Out of the 39 lots, Adelfa Properties allegedly owns 16. Consequently, Adelfa allegedly gained P128 million for the road right-of-way, while Brittany Corp., the high-end property arm of listed firm Vista Land, was compensated with P61 million.

Francisco said that Villar used the wrong zonal valuation for the lots developed by Adelfa Properties Inc. The lawyer said the lots were appraised for P13,300 per square meter—way above the P1,000-P4,000 per square meter going price for the lots sold in the same area.

Meanwhile, Sen. Panfilo Lacson suggested an ocular inspection of the realigned C-5 road extension. Villar earlier disputed Madrigal’s allegations to the media by showing them around sites covered by the realigned road extension, which he referred to as two separate projects.

Madrigal said that they would invite around 20 witnesses who would testify to the veracity of the evidence she presented.
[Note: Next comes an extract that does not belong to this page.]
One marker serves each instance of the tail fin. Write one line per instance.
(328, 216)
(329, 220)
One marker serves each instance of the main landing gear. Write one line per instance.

The witnesses may include Ebdane and other lot owners whose adjacent properties were sold for less.

Francisco said that the witnesses would be called to testify after Madrigal finishes her submission of evidence on Thursday.


Villar did not show up at the hearing. Enrile told, however, that he would be given his turn to dispute Madrigal’s testimony—if Villar wants to.

Villar, along with the minority bloc, sought a temporary restraining order from the Supreme Court to stop the proceedings of the committee of the whole. He questioned the rules that it adopted.

The SC did not issue one, however, but instead asked the committee to file a comment before 9a.m. Tuesday.